I'm fine with reassigning it to pulp_rpm. I agree that it probably isn't a CLI issue, at least.
It appears that this line of code in synchronizing.py is the culprit. What is the purpose of stripping out the trailing forward slash deliberately?
downloader = remote.get_downloader(url=remote.url.rstrip("/"), urlencode=False)
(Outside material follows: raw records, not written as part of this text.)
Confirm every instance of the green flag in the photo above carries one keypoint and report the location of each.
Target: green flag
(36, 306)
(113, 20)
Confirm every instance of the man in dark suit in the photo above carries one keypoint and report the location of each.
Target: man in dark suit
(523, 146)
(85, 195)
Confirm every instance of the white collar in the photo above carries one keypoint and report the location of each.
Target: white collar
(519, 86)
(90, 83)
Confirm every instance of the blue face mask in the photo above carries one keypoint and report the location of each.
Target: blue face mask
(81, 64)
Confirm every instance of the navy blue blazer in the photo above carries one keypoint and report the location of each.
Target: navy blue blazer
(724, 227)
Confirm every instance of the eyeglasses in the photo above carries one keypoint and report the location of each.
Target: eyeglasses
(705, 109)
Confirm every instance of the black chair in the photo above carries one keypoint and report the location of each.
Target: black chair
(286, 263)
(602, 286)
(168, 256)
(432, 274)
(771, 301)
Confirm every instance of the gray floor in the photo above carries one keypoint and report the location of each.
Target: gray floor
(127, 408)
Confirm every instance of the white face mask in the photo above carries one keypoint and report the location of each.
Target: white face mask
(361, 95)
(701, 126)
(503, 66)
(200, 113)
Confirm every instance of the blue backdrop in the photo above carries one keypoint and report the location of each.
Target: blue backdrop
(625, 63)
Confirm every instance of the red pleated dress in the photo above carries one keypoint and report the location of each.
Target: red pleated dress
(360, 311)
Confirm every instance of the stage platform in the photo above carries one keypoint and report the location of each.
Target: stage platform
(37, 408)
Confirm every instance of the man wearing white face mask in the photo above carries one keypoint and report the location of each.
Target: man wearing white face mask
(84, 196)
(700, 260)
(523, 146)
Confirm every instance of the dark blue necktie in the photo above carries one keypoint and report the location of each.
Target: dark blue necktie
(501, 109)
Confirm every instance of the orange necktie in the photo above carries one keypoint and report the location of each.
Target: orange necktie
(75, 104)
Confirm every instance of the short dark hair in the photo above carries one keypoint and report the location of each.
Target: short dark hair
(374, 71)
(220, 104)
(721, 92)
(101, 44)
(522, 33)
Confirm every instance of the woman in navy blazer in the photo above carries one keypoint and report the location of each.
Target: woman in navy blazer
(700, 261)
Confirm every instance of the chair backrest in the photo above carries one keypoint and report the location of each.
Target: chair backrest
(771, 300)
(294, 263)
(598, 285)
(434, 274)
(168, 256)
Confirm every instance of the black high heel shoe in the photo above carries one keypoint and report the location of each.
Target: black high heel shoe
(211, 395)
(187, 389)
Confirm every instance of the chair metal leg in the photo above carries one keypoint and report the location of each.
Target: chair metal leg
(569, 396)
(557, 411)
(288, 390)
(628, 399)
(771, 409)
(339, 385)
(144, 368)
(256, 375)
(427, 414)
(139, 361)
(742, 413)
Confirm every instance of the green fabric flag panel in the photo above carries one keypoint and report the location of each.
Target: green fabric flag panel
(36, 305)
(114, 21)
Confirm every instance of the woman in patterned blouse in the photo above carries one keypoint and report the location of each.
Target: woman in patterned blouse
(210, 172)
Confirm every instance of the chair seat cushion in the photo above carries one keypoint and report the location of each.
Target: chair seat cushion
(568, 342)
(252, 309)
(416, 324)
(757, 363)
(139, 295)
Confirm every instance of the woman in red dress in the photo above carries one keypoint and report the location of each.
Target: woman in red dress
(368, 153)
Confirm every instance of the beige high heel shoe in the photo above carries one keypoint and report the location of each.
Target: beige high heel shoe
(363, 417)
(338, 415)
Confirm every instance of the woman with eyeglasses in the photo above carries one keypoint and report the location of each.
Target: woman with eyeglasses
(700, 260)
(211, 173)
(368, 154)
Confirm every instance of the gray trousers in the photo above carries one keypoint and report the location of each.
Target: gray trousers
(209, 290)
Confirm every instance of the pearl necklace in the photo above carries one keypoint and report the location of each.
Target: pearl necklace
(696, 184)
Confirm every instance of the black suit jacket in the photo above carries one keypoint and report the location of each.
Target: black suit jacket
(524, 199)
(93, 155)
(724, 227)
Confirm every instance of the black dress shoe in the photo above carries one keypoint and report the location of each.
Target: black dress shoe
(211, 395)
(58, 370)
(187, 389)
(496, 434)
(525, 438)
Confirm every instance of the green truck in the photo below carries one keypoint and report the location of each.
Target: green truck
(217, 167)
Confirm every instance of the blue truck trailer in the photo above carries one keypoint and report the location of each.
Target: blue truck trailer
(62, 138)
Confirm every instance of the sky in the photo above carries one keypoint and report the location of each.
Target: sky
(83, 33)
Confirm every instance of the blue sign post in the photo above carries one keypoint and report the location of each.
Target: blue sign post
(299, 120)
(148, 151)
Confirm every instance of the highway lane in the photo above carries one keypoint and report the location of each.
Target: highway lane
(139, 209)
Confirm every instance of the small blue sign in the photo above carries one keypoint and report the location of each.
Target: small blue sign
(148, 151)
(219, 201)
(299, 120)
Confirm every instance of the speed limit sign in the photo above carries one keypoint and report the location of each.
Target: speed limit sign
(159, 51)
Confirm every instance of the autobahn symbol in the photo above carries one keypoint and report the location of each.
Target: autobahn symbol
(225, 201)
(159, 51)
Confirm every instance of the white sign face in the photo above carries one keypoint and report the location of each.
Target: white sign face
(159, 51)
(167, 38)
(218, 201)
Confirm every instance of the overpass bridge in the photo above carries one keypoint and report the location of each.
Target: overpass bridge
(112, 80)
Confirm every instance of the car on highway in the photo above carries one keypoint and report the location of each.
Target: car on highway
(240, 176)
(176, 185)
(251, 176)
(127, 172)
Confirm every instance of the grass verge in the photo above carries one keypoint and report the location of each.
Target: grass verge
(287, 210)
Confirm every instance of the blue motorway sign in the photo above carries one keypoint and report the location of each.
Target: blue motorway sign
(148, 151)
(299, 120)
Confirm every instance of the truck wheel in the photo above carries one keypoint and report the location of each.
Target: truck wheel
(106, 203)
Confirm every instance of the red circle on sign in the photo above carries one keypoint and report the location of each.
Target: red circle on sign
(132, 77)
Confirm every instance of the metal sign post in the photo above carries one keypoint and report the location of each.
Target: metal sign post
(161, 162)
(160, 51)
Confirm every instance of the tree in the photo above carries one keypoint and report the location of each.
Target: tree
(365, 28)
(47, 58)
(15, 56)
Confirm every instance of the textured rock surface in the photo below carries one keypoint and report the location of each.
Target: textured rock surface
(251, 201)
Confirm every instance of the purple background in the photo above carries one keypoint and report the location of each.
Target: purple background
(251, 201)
What happens here is that your URL has been identified as mirrorlist, which is not true https://github.com/pulp/pulp_rpm/blob/748b3dde057bfc90623e186842b14538a0162049/pulp_rpm/app/tasks/synchronizing.py#L301
Can you share with us the contents of /repodata? Is there repomd.xml present?
Related: https://github.com/pulp/pulpcore/issues/3173
Hello @munkey01,
@ipanova has a point, this error is only raised if there is an error finding repodata/repomd.xml (see the context). It would be really helpful to know if repomd.xml is there or not.
Another possible reason for get_repomd_file not "finding" the file (aka raising ClientResponseError) would be something related to the downloader configuration. It's a long shot, but I can look into that if the repomd.xml file is confirmed to be available at repodata/repomd.xml.
I think this is not related to slashes, although it may "look like" at first sight.
ps: just additional information, the 404 is expected when trying to get https://primary.env.company.com/pulp/content/application-x86_64-eng (no slash) before pulpcore 3.40.0, but that not meaningfully because the sync task only tries to hit this because its thinking its a mirrorlist in the first place, as Ina already said.